A request has been made to define reasonable access in regard to the ability of an owner to enter an occupied dwelling unit for the purpose of making repairs ordered by the board of health.
The citation referring to reasonable access is 105 CMR 410.810. The interpretation indicated above, is the Department's interpretation of its own regulation. The Department has the authority to interpret its own regulations. Courts regularly defer to the agency's interpretation provided that it is rational. Boston Police Superior Officers Federation v. City of Boston, 414 Mass. 458, 608 N.E.2d 1023 (1993); Town of Northbridge v. Town of Natick, 394 Mass. 70, 474 N.E.2d 551 (1985)
Given the construction of the regulation, reasonable access cannot mean that the tenant must give access whenever any repair person is available to work.

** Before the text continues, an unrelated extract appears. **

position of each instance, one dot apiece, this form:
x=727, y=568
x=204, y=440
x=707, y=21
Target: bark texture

If this were the intent, the regulation would read that the tenant shall provide access at any time it is requested. It does not. It states upon reasonable notice, the tenant shall provide reasonable access, if possible by appointment. The term reasonable access indicates some limitation on the period of time when a tenant is required to permit workers to make repairs. The purpose of this limit is to strike a balance between the owner's ability to get the work done, and the tenant's need for privacy in his/her home. Moreover, the phrase "reasonable notice" indicates the need to assure that the tenant knows in advance when work will be done. The phrase "if possible by appointment" further suggests that an appointment should be set up with the tenant, indicating that s/he has advance knowledge of and has consented to the appointment.
While the definition of reasonable is largely fact driven, the Department interprets it to mean regular business hours (9-5) Monday through Friday, and any other time by mutual consent of the parties. Absent specific factual situations to the contrary, this is presumed to be the norm based on presumptions of normal working hours; however this is not meant to be a rigid definition, but a guideline. In any given situation, where there is an allegation that the request for access was not reasonable or that the denial of access was not reasonable, the Board of Health must review the specific facts including, but not limited to, the nature of the request, the number of requests, and the specific circumstances of the individuals involved, applying the above-mentioned guideline, to determine whether the request for access was reasonable or whether the denial was reasonable.